The presence of this natural cat breed has appeared in documents as early as the 16th century, and was acknowledged for its unique coat texture and color. For whatever the reason, the Chartreux adopted France, and France likewise adopted the Chartreux. Today, the handsome blue cat is considered a French treasure.
The mature male Chartreux is gloriously statuesque and muscular. Females, structured on a smaller, finer scale, are no less vigorous and appealing, but few females achieve the hefty bone and substance that a full-grown male boasts. The woolly double coat is soft and lush and especially thick on the adult male. The fur appears to add bulk to either sex, but thereís still a lot of cat under that silver-tipped, blue-gray fur!
There is a marked difference between the male and female cats: although the general proportions will be the same, females range from 8 to 14 pounds, while males range upwards to 20 pounds. Wow! That's a lot of cat!
When you look your Chartreux in the face, you will be struck by the sweet, smiling expression, one of alert intelligence and satisfaction. The eyes will be from an orange to a deep copper color, with a slight upward slant to the outer edge.

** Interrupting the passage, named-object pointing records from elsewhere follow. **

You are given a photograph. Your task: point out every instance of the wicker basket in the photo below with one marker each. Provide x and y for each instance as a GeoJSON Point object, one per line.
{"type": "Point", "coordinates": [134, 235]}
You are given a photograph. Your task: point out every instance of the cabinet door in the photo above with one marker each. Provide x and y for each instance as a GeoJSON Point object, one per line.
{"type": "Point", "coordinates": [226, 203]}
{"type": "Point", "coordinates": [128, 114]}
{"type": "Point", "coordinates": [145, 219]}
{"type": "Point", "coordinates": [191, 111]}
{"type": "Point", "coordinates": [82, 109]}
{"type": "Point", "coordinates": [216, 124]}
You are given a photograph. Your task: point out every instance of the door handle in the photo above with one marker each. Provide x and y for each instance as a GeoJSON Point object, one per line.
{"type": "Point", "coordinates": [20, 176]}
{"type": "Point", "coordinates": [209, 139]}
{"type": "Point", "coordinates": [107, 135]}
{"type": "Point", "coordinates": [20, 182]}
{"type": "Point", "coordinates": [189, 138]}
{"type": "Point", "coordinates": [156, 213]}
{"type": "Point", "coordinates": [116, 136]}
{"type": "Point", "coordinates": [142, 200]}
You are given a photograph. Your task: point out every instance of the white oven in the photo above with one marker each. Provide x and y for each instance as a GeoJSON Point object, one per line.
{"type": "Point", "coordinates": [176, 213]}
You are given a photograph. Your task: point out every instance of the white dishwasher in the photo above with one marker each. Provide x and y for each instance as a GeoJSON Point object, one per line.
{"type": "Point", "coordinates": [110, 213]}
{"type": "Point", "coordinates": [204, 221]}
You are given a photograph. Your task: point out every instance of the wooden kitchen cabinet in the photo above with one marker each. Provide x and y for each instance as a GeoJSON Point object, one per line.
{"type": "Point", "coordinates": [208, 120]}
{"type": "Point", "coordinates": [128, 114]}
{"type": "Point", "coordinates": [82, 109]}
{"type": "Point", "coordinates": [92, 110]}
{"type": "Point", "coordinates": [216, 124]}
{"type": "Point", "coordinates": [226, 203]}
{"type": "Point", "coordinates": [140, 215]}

The Chartreux is a quiet cat, and if you're expecting to hear a big bass voice resounding out of this bulky cat, then you're in for a surprise when you hear the Chartreux speak in a tiny voice that hardly reaches across the room. Although they are not known for meowing, they do voice a sweet chirrup and are experts at purring.
Chartreux generally accept children, other pets, and household noises with little fuss. They will even adapt to a harness for getting exercise outside, as long as they decide where to go!
Breeders agree that male Chartreux, when altered, make better pets, but both sexes are extremely dedicated to family life, make good companions, and travel well. Despite their bulk, these cats can perform with the grace and lightness of a trapeze artist, and need plenty of space for their stunts. They also love a romp with other family pets and the kids, a game of fetch, and, of course, prefer your bed to their own.
A Chartreux can learn its name, and will even come on call. Almost dog-like in their devotion and behavior, itís not surprising that many a dog fancier has found a place in their world for a Chartreux. How nice!